Some five years back, the editors of yet another anthology for school readers put together a volume with some 400 (count ‘em) short stories in it. How do you cram 400 short stories by Twain, Irving, Poe, Maupassant and Bierce into one book?

Simplicity itself. Skin, debone, demarrow, scarify, melt, render down and destroy. Every adjective that counted, every verb that moved, every metaphor that weighed more than a mosquito-out! Every simile that would have made a sub-moron’s mouth twitch-gone! Any aside that explained the two-bit philosophy of a first-rate writer-lost!

Every story, slenderized, starved, bluepenciled, leeched and bled white, resembled every other story. Twain read like Poe read like Shakespeare read like Dostoevsky read like-in the finale- Edgar Guest. Every word of more than three syllables had been razored. Every image that demanded so much as one instant’s attention-shot dead.

Do you begin to get the damned and incredible picture?
How did I react to all of the above?
By “firing” the whole lot.
By sending rejection slips to each and every one.
By ticketing the assembly of idiots to the far reaches of hell.
The point is obvious. There is more than one way to burn a book. And the world is full of people running about with lit matches.

Reading these two add-ons made me very interested to read the stage play adaptation of “Fahrenheit” that Bradbury wrote, if it’s as good as this Coda…then it would be well worth reading. And apparently a lot of things in the novel are expanded upon, especially Captain Beatty’s part.

Afterthoughts
Bradbury thought 451 degrees Fahrenheit was the temperature at which paper combusts. It is actually 842° Fahrenheit or 450° Celsius. I bet Bradbury gets letters all the time that say he should rename the novel “Celsius 450” or “Fahrenheit 842.” How absurd can you get? By that logic it could also be called, “Kelvin 724.”

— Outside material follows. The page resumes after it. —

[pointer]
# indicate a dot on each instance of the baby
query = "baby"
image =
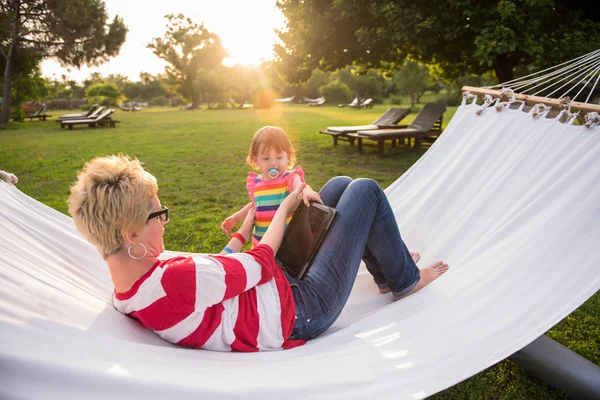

One of the reasons why Fahrenheit is so well know is that it has been on the book list of many American schools for decades. On the flip side, I’ve heard sometimes that Fahrenheit is banned by some American schools. This may be true, but only in isolated cases, according to the sources I found it is not one of the commonly banned classics.

1 comment:

  1. Hey, I love that Ray Bradbury quote, John! I'm tempted to steal, er,... borrow it.

    Regarding Fahrenheit 451, I saw the 1966 movie before I read the book. Maybe that's the reason why, but I liked the movie better. The end was wonderful.

    You're right that Bradbury tends to be poetic and descriptive, and that's generally not quite to my taste. I'm really biased towards plain, straightforward tales. So I guess I tended to admire his work more than really like it, although that varied, depending on the specific story.